Milan | Allora & Calzadilla
The sound of music, the pure, clear notes of well-trained female voices echoing out through the portal. That – rather than the magnificent 17th-century architecture – was what drew me into Palazzo Cusani last week as I was strolling along Via Brera, right after a perfect lunch at the Emporio Armani Caffé (under the Via Manzoni hotel). The operatic chanting appears to issue from an immense sculpture in the courtyard, an imposing rocky mass of plaster and foam. And only much closer inspection, wandering around it with other mesmerized visitors, reveals tunnels and crawl spaces where the singers lie, performing passages from compelling 20th-century political speeches by, among others, my old friend the Dalai Lama, Martin Luther King, Saddam Hussein and Nikita Krushchev. The installation is called Sediments, Sentiments (Figures of Speech) and, like the 11 others in an utterly compelling exhibition entitled Fault Lines, is by Jennifer Allora and Guillermo Calzadilla. This is the duo that represented the US at the Venice Biennale in 2011 and counts among the most dynamic and socially engaged artists on the contemporary international scene.
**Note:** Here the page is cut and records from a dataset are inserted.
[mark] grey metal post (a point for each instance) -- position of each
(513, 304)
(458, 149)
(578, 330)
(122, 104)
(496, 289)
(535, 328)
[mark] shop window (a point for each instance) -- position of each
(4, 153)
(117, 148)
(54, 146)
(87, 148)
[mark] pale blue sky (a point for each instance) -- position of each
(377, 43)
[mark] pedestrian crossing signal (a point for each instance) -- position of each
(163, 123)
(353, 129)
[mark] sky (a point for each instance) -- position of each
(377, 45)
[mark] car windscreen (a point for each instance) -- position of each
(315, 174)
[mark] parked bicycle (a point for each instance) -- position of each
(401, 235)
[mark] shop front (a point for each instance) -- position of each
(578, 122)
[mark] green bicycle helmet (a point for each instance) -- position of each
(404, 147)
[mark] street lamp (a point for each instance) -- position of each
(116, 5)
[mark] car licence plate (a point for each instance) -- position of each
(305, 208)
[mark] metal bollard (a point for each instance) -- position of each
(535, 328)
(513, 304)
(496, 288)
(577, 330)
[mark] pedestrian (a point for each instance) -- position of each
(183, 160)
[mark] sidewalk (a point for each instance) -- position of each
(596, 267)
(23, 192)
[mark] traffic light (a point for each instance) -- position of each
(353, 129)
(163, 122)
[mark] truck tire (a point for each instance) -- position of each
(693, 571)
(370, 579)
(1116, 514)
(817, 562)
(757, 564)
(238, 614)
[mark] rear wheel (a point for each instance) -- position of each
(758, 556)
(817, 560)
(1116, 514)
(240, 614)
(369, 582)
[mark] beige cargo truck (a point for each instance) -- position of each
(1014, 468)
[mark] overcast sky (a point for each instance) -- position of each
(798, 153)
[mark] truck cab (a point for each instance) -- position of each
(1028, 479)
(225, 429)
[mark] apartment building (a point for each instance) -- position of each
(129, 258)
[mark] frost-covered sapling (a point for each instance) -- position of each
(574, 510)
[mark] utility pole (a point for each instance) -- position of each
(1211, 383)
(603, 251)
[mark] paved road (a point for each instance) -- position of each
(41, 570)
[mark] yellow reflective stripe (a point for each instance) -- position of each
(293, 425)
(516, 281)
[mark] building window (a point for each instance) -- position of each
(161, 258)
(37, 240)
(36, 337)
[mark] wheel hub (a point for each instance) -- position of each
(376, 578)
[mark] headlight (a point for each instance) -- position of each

Fault Lines, conceived specially for the Fondazione Nicola Trussardi and this particular palazzo to explore the idea of borders as both physical and symbolic boundaries, is a triumph of images, sculptures, performances, videos and above all sounds. It’s a fascinating, sometimes haunting journey through a series of baroque rooms, their history and the history of our times via, for example (because I can’t resist hinting at at least another couple of them…), the video of a scooter on country roads in Puerto Rico with a trumpet welded to its exhaust pipe providing the soundtrack, or the human revolving door performed by 12 dancers treading the boards in unison. Unmissable. And free. Curated by Massimiliano Gioni, the exhibition’s open from 10 am to 8 pm every day and runs until November 24, 2013.